While I and others certainly promoted the Northern Cascades as prime future wolf habitat in the original Places for Wolves and in other publications, I seemed to be fairly alone in the predictions for California wolves. Others supported the notion including folks at the California Wolf Center, but most seemed to dismiss it as overly optimistic. And one wolf does not a population make, but then I am a hopeful guy and maybe in the next decade we will see reproduction and a pack.
My second reason for looking at past thinking and predictions was that I was asked to give a lecture at Fairhaven College on predators and predator restorations. Perfectly logical request given my background, but since I have not worked directly in that field for a few years, I had to figuratively go home again and do a little research. One visit I made was to check in on the Colorado lynx restoration project.
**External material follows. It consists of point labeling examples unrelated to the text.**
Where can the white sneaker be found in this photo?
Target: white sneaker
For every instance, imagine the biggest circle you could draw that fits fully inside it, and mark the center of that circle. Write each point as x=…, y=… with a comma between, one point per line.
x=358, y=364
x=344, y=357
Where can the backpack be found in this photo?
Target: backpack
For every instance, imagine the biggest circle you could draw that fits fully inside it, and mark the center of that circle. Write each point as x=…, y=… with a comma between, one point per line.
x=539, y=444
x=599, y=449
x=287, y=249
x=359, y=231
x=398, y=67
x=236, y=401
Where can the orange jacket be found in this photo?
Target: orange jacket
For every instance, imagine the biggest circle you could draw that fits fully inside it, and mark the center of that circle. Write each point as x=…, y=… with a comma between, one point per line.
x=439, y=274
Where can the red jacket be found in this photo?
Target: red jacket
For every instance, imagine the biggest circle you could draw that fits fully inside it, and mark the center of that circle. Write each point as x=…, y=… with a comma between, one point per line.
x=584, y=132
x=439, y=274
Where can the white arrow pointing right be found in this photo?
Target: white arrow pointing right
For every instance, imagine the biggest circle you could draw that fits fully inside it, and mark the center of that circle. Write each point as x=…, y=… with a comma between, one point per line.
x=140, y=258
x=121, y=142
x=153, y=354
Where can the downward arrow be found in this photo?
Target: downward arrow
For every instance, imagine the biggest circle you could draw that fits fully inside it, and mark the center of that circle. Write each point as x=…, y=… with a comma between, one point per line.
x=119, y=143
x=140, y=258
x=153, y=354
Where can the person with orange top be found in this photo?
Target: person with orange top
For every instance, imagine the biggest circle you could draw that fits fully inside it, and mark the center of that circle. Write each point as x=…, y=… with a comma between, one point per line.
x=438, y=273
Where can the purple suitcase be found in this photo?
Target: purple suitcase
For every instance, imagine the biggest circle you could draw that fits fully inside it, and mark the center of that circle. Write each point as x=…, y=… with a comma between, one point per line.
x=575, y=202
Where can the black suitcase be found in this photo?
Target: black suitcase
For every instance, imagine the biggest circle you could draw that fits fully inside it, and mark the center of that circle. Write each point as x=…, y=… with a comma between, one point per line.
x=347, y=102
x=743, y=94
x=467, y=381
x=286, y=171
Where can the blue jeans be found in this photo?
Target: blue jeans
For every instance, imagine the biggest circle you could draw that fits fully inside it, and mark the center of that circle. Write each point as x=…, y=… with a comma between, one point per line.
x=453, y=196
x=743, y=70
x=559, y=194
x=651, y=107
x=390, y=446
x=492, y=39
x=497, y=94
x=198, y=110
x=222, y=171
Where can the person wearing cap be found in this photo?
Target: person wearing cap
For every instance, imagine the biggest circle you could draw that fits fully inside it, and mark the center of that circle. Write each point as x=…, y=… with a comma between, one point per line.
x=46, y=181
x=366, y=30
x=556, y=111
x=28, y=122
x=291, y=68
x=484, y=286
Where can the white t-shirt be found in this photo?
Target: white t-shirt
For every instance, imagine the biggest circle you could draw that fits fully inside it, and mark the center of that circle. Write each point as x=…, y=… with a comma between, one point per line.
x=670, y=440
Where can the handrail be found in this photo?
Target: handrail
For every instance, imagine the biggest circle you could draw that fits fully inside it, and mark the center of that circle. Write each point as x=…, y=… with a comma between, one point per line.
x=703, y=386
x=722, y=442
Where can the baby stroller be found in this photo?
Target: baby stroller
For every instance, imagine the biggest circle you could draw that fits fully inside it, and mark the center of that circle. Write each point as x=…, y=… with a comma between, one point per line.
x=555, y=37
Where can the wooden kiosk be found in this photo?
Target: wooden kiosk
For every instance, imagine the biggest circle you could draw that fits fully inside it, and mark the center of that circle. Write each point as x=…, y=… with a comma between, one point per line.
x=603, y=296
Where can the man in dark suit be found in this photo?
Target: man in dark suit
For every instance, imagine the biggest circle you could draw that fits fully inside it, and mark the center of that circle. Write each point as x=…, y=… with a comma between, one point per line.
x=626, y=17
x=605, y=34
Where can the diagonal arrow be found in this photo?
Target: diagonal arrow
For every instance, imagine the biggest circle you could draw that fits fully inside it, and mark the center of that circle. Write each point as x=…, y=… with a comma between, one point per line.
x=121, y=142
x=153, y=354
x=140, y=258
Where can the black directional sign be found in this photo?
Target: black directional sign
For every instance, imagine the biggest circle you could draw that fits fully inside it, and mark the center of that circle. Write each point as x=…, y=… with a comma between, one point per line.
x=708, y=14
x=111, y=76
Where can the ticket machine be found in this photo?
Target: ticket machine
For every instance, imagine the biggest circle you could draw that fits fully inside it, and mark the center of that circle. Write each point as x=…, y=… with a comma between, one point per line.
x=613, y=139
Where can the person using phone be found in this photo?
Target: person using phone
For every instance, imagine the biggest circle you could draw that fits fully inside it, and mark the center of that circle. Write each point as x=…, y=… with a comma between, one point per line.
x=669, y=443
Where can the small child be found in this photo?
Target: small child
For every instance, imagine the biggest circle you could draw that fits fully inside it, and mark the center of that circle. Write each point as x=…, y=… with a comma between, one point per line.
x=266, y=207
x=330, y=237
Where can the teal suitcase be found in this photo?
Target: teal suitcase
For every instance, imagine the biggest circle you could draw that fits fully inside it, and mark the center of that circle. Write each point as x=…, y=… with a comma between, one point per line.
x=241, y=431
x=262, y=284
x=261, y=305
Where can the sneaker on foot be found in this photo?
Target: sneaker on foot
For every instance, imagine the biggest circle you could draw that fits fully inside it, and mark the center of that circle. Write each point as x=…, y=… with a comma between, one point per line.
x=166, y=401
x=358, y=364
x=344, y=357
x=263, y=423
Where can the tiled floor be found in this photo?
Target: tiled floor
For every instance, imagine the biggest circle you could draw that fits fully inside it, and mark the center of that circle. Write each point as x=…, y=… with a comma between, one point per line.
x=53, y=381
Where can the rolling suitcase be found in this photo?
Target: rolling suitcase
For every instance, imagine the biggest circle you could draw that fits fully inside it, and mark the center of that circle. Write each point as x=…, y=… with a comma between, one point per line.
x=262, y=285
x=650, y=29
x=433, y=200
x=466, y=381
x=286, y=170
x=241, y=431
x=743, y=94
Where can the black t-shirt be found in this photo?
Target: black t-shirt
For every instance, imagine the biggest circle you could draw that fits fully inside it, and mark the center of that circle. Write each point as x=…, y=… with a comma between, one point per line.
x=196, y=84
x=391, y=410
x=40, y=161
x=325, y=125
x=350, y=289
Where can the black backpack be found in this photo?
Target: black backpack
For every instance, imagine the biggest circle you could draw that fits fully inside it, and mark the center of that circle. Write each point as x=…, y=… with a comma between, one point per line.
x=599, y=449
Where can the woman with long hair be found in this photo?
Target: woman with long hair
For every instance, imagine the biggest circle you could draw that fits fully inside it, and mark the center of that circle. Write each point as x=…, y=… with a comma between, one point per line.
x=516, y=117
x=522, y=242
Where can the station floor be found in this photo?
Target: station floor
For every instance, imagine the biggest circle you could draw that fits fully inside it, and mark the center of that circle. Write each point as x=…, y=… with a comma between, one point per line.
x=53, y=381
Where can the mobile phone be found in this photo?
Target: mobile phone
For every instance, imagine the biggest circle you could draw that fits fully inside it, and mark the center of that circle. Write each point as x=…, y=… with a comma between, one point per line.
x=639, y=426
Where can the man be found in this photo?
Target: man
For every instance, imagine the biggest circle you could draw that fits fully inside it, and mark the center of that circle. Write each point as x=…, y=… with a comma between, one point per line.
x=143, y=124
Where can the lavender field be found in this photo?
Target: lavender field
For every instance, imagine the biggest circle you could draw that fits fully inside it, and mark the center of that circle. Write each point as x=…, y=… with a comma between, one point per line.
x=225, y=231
In the late 1990s state biologists started working to restore lynx in some areas of Colorado. The animals were captured in Canada by trappers who were paid to turn these animals into US immigrants rather than fur coats. The animals were released in Colorado and initially there were problems with them starving. The outcry was fairly loud from some sectors, including in this April 1999 New York Times article. But towards the end of that article we find the following quote:
Such statements do little to mollify critics, but Mr. Ferris urges them to be patient while pressing for changes. ''Expectations have been raised with the successful wolf re-introductions in Yellowstone,'' Mr. Ferris said, ''and we expect all programs to work as well. But they won't. We have to support things that are slower to succeed and recognize failure is part of the process.''
So what had happened to that project since I had flapped my gums to that New York Times writer in 1999? Turns out persistence and patience paid off and the restoration was declared a success in 2010 . Wow, two for two.
Lest I get a big head about all of this, I could also revisit progress to return wolves to the Adirondacks and the Olympic Peninsula as well as Trumpeter Swans to the Atlantic Flyway. I was bullish on all three of those options. But those were failures of people, policies, and visions rather than the inherent ability of animals to re-inhabit past haunts—at least that is the way my optimistic mind sees it.